Tesla hires executive to cut costs for drivers

The push for responsible transportation continues. While traditional vehicles have been found to cause sickness and reduce air quality, electric vehicles produce no planet-warming gases. This helps to reduce air pollution and its effect on community health.

Data shows that most people who buy EVs are very happy with their purchase, and thanks to EV tax credits of up to $7,500, purchasing an EV is more of a possibility.



Electrek reported that clean energy and automotive company Tesla intends to make EVs more accessible by reducing insurance costs for consumers interested in an EV purchase. Tesla has hired former GEICO executive Allen Laben, an industry veteran of 20 years, to lead the insurance products and partnership efforts.
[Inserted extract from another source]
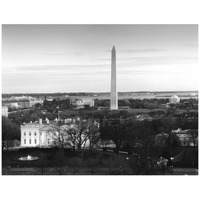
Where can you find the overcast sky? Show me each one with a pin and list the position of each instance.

“My goal is to make Tesla vehicles easy and economical to insure. By partnering with insurance companies, teams across Tesla, and collision shops in the USA and Canada, we’ll lower the total cost of Tesla ownership and accelerate the world’s transition to sustainable energy,” Laben shared on LinkedIn, per Electrek.

For the last five years, Tesla has launched incentives to lower prices for their vehicles. This included the price reduction of its Model Y, S, and X vehicles by $2,000 in the United States. The company decided to address insurance cost concerns by launching its insurance product in 2021, which focused on safety scores over vehicle performance to assess pricing.

According to a recent study, 90% of Americans would save money by switching to an EV thanks to lower fuel and maintenance costs. An electric car can save, on average, $1,000 in fuel each year, giving back a substantial amount to consumers. Tesla has strived to develop EV technology while making it more affordable.



For example, Tesla recently invested $76 million in wireless electric vehicle charging technology, which could revolutionize how we charge our cars. Additionally, Tesla’s new “Charge on Solar” feature is set to launch nationwide, allowing users to charge their Teslas using excess solar energy from their home panels.

“There’s a very delicate balance, because making things more repairable also adds assembly cost and weight,” commented one user on Electrek.

“If Tesla wants lower rates, they could limit maximum profits and lower the price accordingly,” said another.

While Tesla has relied on partnerships with insurance companies to bring costs down, the automotive giant is determined to scale its own insurance products.